Posted on

I had a moving experience this morning visiting an art exhibit. I went to speak with the artist and see her installation to explore a potential collaboration. The exhibit: “Are We Listening?” by visual artist Rebecca Carlton. She created hundreds of clay-homing pigeons to represent the threatened languages of the world. They hang from the space in a spiral, a migration V, and finally a circle. On the bottom of each pigeon is a language of the world and how many speakers there are for that language. Her exhibit only represents about 10% of the 7,000 spoken languages, many of those who of risk of dying out this century.

I didn’t expect to be so mesmerized by it. Perhaps I don’t visit enough art exhibits. Perhaps it was powerful because it was a private tour and I got to speak to the artist about her inspiration and her intent. We had a beautiful conversation about community and how we hear and see one another.

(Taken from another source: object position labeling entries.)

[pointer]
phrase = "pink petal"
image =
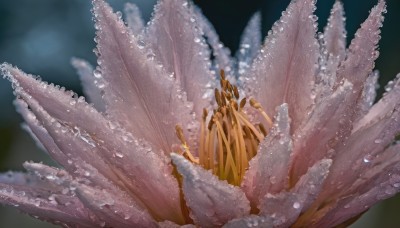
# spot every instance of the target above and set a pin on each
(328, 125)
(139, 94)
(335, 33)
(285, 207)
(377, 183)
(114, 210)
(133, 18)
(362, 51)
(212, 202)
(220, 53)
(92, 86)
(181, 49)
(47, 205)
(268, 170)
(284, 71)
(251, 221)
(250, 44)
(333, 51)
(146, 172)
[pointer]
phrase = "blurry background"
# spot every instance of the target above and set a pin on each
(41, 36)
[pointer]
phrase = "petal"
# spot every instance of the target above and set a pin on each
(268, 170)
(139, 94)
(133, 18)
(146, 173)
(250, 44)
(181, 49)
(285, 207)
(335, 33)
(333, 51)
(310, 184)
(221, 55)
(362, 51)
(212, 202)
(40, 201)
(114, 210)
(379, 182)
(250, 221)
(369, 93)
(284, 70)
(326, 125)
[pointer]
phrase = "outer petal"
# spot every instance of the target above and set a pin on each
(285, 69)
(327, 127)
(114, 210)
(146, 172)
(362, 51)
(335, 33)
(285, 207)
(250, 44)
(139, 94)
(333, 51)
(133, 18)
(221, 54)
(212, 202)
(251, 221)
(92, 86)
(37, 198)
(268, 172)
(181, 49)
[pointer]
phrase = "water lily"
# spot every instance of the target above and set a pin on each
(179, 133)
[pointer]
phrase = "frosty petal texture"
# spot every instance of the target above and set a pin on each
(209, 198)
(288, 59)
(268, 169)
(154, 149)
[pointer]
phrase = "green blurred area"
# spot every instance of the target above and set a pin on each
(41, 36)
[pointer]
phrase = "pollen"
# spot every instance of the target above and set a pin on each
(228, 138)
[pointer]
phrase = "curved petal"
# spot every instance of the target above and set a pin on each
(268, 170)
(91, 85)
(138, 92)
(146, 172)
(212, 202)
(181, 49)
(133, 18)
(251, 221)
(328, 125)
(250, 45)
(285, 69)
(114, 210)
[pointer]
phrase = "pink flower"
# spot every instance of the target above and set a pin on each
(287, 135)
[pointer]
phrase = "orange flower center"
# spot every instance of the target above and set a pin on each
(229, 140)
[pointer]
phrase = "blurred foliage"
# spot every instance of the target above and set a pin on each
(41, 36)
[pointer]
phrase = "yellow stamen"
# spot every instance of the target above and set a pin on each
(229, 140)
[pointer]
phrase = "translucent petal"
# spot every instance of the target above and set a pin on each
(139, 93)
(212, 202)
(251, 221)
(363, 50)
(146, 170)
(133, 18)
(114, 210)
(220, 53)
(180, 47)
(92, 86)
(285, 207)
(45, 205)
(268, 170)
(335, 33)
(328, 125)
(250, 44)
(285, 69)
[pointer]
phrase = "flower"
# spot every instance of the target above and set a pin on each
(288, 137)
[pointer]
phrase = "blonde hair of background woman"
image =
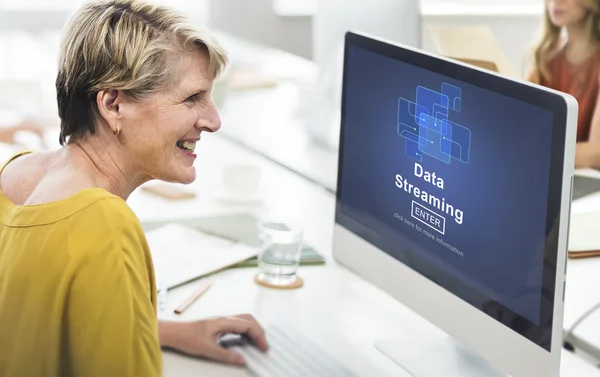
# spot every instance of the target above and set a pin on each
(551, 41)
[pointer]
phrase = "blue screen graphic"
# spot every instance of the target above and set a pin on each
(451, 174)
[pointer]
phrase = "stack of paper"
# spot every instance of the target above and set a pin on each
(181, 254)
(584, 235)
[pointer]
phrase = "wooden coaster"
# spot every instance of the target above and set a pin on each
(296, 284)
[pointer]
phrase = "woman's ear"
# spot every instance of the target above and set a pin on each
(109, 102)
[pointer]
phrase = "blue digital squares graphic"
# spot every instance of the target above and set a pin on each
(454, 94)
(427, 129)
(454, 138)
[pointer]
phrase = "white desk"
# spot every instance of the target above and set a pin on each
(334, 307)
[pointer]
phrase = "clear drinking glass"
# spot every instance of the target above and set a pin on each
(279, 251)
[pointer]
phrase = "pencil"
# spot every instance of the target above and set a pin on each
(187, 303)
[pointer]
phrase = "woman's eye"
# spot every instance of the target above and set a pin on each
(195, 97)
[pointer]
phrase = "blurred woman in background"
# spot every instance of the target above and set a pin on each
(567, 59)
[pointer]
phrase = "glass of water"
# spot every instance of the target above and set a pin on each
(279, 252)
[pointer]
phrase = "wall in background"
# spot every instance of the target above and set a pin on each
(256, 20)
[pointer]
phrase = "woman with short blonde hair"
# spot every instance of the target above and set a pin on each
(77, 286)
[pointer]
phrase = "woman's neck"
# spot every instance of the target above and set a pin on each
(579, 47)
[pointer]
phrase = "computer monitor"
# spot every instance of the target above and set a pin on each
(453, 196)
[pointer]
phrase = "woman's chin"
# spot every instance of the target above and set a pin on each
(183, 175)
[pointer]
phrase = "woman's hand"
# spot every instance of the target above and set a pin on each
(200, 338)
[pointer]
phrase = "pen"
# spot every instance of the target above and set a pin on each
(221, 236)
(162, 297)
(199, 292)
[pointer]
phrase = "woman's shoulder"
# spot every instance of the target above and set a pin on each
(105, 212)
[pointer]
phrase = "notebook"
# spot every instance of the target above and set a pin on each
(242, 228)
(181, 254)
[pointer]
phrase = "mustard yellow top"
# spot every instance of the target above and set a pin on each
(77, 290)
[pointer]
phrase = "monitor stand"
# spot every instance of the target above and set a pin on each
(436, 357)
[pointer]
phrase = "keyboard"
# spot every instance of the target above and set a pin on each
(290, 354)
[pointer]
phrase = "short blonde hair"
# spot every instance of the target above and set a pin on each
(122, 44)
(550, 42)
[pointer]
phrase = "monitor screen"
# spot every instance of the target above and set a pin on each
(451, 177)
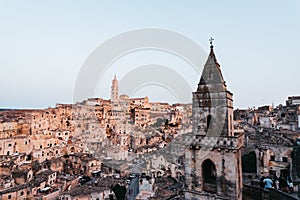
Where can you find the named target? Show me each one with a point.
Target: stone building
(213, 161)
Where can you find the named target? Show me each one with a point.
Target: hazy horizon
(43, 46)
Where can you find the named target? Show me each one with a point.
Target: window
(209, 176)
(208, 121)
(272, 158)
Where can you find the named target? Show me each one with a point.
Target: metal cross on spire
(210, 41)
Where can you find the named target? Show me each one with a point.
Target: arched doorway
(208, 121)
(209, 175)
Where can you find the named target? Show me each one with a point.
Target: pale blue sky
(43, 44)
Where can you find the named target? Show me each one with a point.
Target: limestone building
(115, 90)
(213, 161)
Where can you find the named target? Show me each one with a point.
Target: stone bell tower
(213, 161)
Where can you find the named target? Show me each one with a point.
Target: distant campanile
(114, 90)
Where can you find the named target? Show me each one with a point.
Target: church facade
(213, 166)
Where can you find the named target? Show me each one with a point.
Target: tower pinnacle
(210, 41)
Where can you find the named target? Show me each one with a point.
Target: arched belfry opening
(209, 175)
(208, 121)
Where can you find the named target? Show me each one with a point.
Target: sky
(44, 44)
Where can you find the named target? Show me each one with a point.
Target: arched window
(209, 175)
(208, 121)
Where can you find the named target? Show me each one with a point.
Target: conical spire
(211, 74)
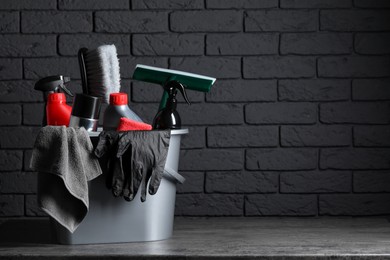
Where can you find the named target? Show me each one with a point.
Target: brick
(56, 22)
(32, 208)
(315, 182)
(194, 183)
(17, 137)
(131, 62)
(353, 67)
(281, 113)
(211, 114)
(280, 205)
(279, 67)
(372, 4)
(195, 139)
(354, 204)
(355, 158)
(33, 114)
(211, 159)
(242, 182)
(356, 112)
(167, 44)
(242, 44)
(281, 159)
(281, 21)
(27, 5)
(9, 22)
(11, 69)
(10, 114)
(11, 205)
(93, 4)
(242, 4)
(243, 136)
(226, 68)
(19, 91)
(316, 43)
(371, 181)
(26, 161)
(168, 4)
(372, 43)
(371, 135)
(11, 160)
(315, 3)
(36, 68)
(69, 44)
(315, 135)
(146, 92)
(313, 90)
(209, 205)
(354, 20)
(128, 21)
(18, 182)
(206, 21)
(27, 45)
(243, 91)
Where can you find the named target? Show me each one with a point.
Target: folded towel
(65, 163)
(126, 124)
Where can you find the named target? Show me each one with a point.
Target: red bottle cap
(118, 99)
(56, 98)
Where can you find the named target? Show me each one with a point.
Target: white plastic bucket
(114, 220)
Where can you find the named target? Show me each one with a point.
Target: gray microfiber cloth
(64, 159)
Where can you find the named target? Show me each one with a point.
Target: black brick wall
(298, 123)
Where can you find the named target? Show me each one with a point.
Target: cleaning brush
(99, 69)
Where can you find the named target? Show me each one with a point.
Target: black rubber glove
(145, 154)
(106, 151)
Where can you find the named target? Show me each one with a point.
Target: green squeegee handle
(163, 101)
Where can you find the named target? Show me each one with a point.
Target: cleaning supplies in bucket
(168, 117)
(57, 111)
(64, 159)
(85, 112)
(162, 76)
(50, 85)
(117, 109)
(133, 160)
(99, 69)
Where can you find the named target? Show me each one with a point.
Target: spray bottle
(51, 85)
(168, 117)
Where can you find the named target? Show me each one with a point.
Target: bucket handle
(174, 174)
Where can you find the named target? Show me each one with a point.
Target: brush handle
(83, 72)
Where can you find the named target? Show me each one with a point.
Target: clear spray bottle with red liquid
(57, 111)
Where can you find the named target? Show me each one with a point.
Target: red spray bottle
(57, 111)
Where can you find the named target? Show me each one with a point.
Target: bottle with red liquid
(57, 111)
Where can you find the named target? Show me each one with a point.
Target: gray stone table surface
(218, 238)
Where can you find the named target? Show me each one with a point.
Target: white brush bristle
(103, 73)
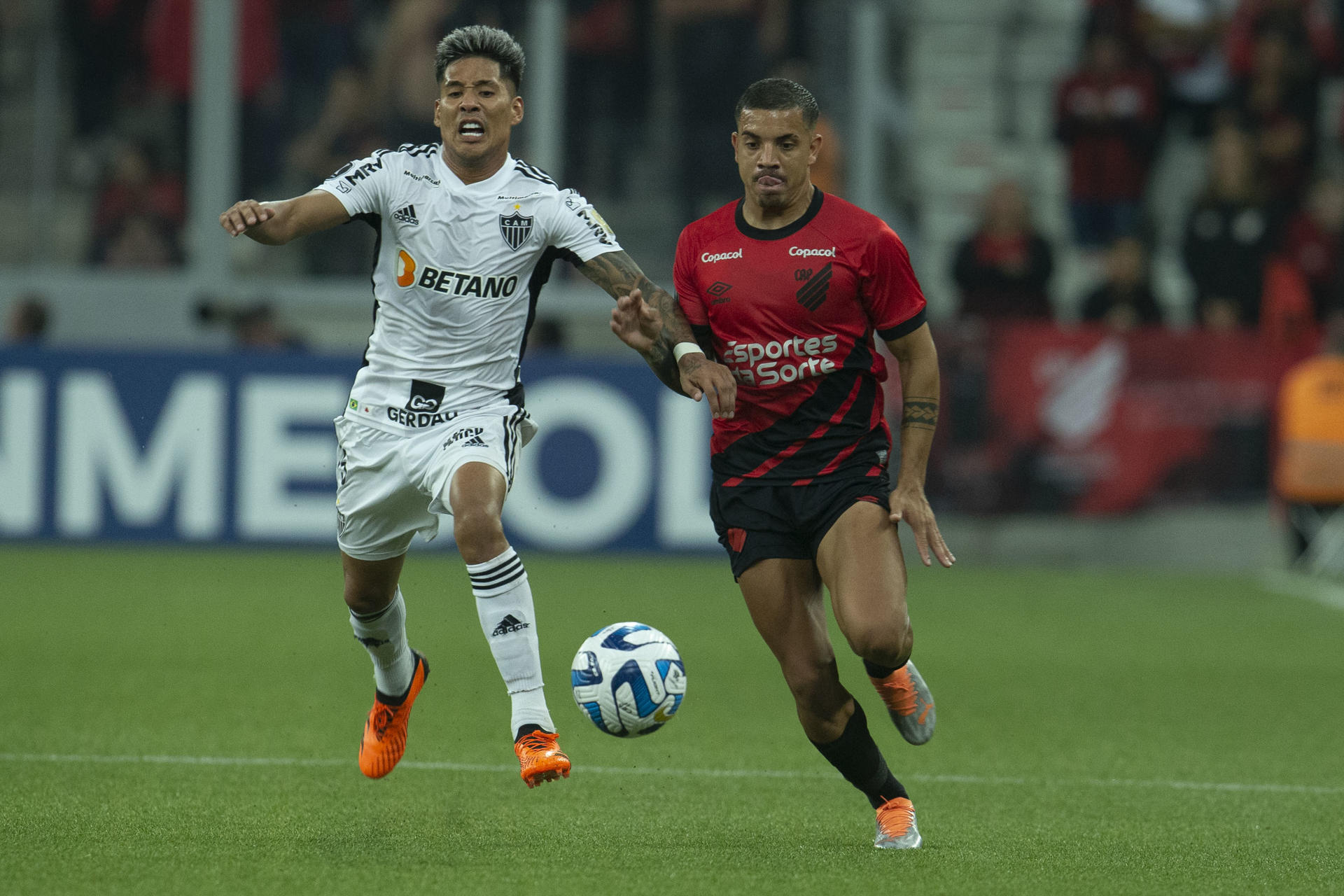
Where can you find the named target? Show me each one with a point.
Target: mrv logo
(452, 282)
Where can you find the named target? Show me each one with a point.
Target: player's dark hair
(482, 41)
(780, 94)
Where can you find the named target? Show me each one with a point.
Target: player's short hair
(780, 94)
(482, 41)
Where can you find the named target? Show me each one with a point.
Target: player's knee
(479, 533)
(813, 684)
(885, 645)
(369, 597)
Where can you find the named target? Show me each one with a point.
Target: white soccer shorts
(391, 486)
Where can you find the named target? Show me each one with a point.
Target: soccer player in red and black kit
(787, 288)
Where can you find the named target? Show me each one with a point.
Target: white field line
(1297, 584)
(679, 773)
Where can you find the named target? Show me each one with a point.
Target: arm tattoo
(617, 274)
(920, 413)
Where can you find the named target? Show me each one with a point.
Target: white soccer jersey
(456, 280)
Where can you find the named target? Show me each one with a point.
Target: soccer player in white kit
(436, 418)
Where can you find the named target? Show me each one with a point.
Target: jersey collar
(788, 230)
(483, 186)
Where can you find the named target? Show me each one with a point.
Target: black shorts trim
(787, 522)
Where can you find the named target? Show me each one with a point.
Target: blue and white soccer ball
(628, 679)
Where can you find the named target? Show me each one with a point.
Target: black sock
(879, 672)
(858, 758)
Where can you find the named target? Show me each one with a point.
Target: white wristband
(685, 348)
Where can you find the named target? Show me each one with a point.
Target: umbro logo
(510, 624)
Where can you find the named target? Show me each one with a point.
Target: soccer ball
(628, 679)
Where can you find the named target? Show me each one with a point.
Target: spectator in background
(141, 242)
(253, 327)
(1126, 298)
(258, 330)
(1228, 235)
(1313, 242)
(1184, 38)
(718, 49)
(168, 46)
(606, 85)
(1003, 267)
(1107, 113)
(27, 321)
(1308, 24)
(105, 77)
(1310, 465)
(1276, 104)
(137, 195)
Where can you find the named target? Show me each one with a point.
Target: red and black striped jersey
(792, 314)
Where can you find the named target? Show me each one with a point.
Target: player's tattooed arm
(920, 386)
(650, 320)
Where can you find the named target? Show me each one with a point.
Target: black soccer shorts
(765, 522)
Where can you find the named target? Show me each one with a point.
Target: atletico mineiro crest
(515, 229)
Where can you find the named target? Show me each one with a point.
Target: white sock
(384, 634)
(504, 605)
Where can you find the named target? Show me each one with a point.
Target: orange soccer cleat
(540, 758)
(909, 703)
(385, 731)
(897, 825)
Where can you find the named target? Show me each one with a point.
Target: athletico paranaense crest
(515, 229)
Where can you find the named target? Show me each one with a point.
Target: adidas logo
(510, 624)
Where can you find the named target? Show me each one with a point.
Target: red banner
(1092, 421)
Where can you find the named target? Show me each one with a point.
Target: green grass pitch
(1098, 734)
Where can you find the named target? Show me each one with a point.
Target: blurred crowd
(1261, 242)
(327, 81)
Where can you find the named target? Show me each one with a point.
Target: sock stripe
(488, 592)
(493, 577)
(377, 614)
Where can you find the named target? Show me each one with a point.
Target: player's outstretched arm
(918, 360)
(279, 222)
(651, 321)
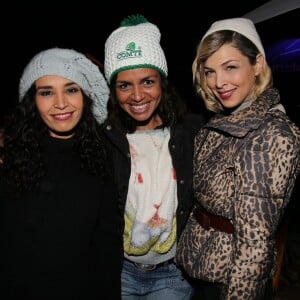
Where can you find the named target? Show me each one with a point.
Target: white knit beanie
(74, 66)
(135, 44)
(243, 26)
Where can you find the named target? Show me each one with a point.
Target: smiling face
(139, 93)
(60, 104)
(230, 75)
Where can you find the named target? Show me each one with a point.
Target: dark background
(85, 25)
(27, 28)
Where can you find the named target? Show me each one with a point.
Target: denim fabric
(165, 282)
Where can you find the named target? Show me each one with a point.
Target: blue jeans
(165, 282)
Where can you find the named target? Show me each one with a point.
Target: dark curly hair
(171, 108)
(22, 154)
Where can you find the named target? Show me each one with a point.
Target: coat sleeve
(265, 177)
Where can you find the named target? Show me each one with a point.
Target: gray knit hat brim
(74, 66)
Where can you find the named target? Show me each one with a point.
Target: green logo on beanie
(130, 52)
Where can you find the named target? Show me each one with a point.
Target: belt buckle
(144, 267)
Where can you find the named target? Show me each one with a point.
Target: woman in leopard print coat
(245, 164)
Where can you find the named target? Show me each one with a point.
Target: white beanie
(74, 66)
(135, 44)
(243, 26)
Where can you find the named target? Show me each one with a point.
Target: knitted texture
(135, 44)
(74, 66)
(243, 26)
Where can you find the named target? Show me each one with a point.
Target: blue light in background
(284, 55)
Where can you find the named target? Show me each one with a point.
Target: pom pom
(133, 20)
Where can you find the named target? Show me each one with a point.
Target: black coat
(181, 147)
(61, 241)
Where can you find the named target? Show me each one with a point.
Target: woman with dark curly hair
(59, 220)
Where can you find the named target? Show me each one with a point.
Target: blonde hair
(209, 46)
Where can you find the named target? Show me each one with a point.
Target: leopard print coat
(245, 166)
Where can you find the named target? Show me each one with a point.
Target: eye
(231, 67)
(208, 72)
(122, 86)
(73, 90)
(148, 81)
(44, 93)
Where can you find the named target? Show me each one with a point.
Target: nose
(137, 93)
(60, 101)
(220, 80)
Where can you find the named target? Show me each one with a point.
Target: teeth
(139, 106)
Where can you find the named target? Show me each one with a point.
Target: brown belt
(208, 220)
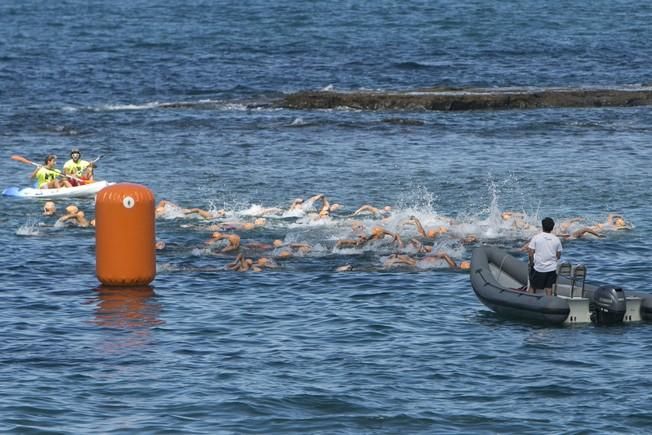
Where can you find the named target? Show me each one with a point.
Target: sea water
(179, 96)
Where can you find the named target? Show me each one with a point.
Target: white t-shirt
(545, 246)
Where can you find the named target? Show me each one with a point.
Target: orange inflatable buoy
(125, 235)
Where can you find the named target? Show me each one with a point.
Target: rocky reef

I stood in front of the V of white clay pigeons when I first took in the exhibit, each hanging from a thin wire, the flock angling down so that the leader was the lowest, right in front of my face. I had this image of a community laid out before me. Or, truthfully, of that scene in Avatar: The Last Airbender when Aang meets the guru and is asked to lay out his grief before him and an image of him facing a culture of airbenders eradicated. I felt both sad and connected.

Quote on the wall outside of the “Are We Listening?” exhibit

The exhibit officially opens in late April and goes through June and my homework is to pitch a conversation or workshop I could hold in that space as a follow-up to the Words Matter program from last month that I helped organize for the League of Women Voters. I was inspired by the space and the conversation — and our stories and the power of language is definitely connected to the idea of listening to one another.

Perhaps I should be attending more art exhibits?